The third chapter “Deep learning and beyond” talks about the deep learning approach which helped AI through supervised learning methods. The reason for stark progress in AI was the invention of GPU which provided with enough processing power to train the details in the form of layers to the AI. The book helps explain the difference between AI, deep learning, and machine learning. It stares that AI is the all-encompassing technology with deep leaning being a subset of machine learning. Decision trees, genetic algorithm and other approaches are not equally popular in machine learning.

The fundamental ideas governing deep learning are fundamental hierarchal pattern recognition and learning. The former states that the output must be understood in a hierarchal manner through the interconnected intermediate layers. Such systems are known as neural networks. The learning in the various layers depends on weights assigned to it. The respective weights are features and hence require the expertise of feature engineers to work with them. Although neural networks perform fairly well in statistical analysis, it raises doubt as to the process of how they reach the decision and they do not have the intuitive sense which is characteristic of humans. Deep learning bear numerous attributes in that it is opaque and brittle meaning that predictions may not be accurate which would not be identified incorrectly by man. The book establishes that deep learning can be largely useful when simple, repetitive tasks need to be done but the completion of a task cannot be guaranteed and hence lacks flexibility.

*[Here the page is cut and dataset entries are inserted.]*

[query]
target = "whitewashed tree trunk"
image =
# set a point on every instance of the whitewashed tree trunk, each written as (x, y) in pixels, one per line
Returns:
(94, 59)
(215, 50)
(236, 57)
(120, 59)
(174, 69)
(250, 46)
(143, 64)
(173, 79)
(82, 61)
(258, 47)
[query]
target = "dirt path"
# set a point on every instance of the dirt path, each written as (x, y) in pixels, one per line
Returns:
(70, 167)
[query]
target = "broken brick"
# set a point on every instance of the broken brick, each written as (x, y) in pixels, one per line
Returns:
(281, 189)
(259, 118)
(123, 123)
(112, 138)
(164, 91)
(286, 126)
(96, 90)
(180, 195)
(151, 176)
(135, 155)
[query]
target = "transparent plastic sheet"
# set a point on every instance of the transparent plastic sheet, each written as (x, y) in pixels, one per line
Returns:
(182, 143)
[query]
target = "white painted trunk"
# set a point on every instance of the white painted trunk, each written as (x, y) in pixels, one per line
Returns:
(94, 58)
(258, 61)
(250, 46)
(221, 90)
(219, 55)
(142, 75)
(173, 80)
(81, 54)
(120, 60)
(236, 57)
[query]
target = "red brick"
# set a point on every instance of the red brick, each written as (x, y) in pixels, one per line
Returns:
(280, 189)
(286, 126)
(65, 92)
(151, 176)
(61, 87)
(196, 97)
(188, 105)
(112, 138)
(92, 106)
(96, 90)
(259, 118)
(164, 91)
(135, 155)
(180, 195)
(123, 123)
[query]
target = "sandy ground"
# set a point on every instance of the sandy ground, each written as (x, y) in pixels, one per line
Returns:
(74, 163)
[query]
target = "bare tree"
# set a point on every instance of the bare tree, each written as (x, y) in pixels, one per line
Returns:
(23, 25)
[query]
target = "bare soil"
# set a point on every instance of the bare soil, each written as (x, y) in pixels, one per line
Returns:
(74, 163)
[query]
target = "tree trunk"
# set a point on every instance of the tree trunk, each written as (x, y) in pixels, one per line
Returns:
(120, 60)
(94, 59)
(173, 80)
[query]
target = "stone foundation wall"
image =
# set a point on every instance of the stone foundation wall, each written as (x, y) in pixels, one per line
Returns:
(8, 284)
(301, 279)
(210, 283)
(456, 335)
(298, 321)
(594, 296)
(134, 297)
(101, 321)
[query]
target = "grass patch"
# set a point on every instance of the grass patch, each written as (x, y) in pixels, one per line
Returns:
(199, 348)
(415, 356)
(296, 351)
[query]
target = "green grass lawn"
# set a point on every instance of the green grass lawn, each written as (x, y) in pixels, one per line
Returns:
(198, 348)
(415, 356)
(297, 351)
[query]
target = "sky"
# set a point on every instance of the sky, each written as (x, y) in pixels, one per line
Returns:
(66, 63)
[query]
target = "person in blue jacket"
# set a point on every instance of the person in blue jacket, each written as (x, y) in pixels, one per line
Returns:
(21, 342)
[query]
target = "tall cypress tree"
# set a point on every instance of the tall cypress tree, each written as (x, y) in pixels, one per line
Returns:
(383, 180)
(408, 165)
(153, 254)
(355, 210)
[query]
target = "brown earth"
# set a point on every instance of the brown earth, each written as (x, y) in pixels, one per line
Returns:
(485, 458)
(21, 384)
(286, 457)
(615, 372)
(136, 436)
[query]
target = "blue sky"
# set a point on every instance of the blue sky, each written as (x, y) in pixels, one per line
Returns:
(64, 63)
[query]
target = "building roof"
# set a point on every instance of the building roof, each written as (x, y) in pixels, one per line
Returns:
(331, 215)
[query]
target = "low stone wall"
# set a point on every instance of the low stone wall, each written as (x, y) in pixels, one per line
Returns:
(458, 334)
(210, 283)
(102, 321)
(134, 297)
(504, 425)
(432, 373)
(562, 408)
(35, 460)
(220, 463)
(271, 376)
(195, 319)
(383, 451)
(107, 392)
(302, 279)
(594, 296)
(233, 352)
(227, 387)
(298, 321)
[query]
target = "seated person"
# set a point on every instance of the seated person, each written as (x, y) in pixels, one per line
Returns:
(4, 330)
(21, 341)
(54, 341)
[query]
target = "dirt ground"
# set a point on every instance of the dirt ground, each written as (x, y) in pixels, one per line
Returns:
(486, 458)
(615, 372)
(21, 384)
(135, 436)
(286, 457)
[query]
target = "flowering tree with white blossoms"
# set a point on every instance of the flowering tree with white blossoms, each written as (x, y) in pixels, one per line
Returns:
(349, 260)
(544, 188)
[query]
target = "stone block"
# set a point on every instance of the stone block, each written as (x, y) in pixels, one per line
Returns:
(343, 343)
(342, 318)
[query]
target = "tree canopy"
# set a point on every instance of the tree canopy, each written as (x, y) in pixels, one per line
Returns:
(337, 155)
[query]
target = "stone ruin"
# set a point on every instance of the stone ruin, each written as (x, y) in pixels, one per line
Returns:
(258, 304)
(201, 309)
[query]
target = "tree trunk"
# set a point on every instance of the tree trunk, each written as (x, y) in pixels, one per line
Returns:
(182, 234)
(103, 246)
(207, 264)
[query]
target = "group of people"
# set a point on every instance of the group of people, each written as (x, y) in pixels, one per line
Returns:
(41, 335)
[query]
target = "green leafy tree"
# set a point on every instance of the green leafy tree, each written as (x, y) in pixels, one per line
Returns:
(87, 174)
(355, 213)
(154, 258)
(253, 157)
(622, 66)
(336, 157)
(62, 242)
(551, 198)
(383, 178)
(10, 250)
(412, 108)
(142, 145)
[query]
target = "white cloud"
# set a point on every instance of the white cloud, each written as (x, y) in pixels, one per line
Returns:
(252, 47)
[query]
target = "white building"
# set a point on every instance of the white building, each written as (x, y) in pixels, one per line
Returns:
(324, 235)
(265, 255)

The fourth chapter tries to analyze intricacies that play a part in deep learning of text. When the searches were not exactly worded, the results were not in accordance with the query. It is an overestimation to think that machine-reading systems can answer any question. The limited progress in systems can be understood from the fact that the system fetches information based on cross validation rather than comprehending the information and applying reasoning. An example of its working is Google’s Algorithm which works by cross matching the words with words with text. Among the million search results shown by Google, the likelihood of the right answer in them is quite high. Systems like Alexa and Siri are still illiterate except informing us about the factual information like weather and still require a lot of improvement. It is evident that machine learning technology has not evolved enough that none of Google’s approaches depend on algorithm learning the meaning of the documents. Google Translate have amazed researchers for being based on bitexts and finding out the patterns, however the deep learning of the context is still absent in any case. Existing technology miss out on the understanding of the big picture and runs on straightforward translation.

Encapsulating the summary of the book’s first four chapters the main points to ponder is that deep learning has not been integrated with AI to the extent that systems do not know the significance or crux of what they are processing. Deep learning still requires to be modified in appropriate direction to get valid results and mere exaggeration of slight betterment should not be miscalculated as all encompassing.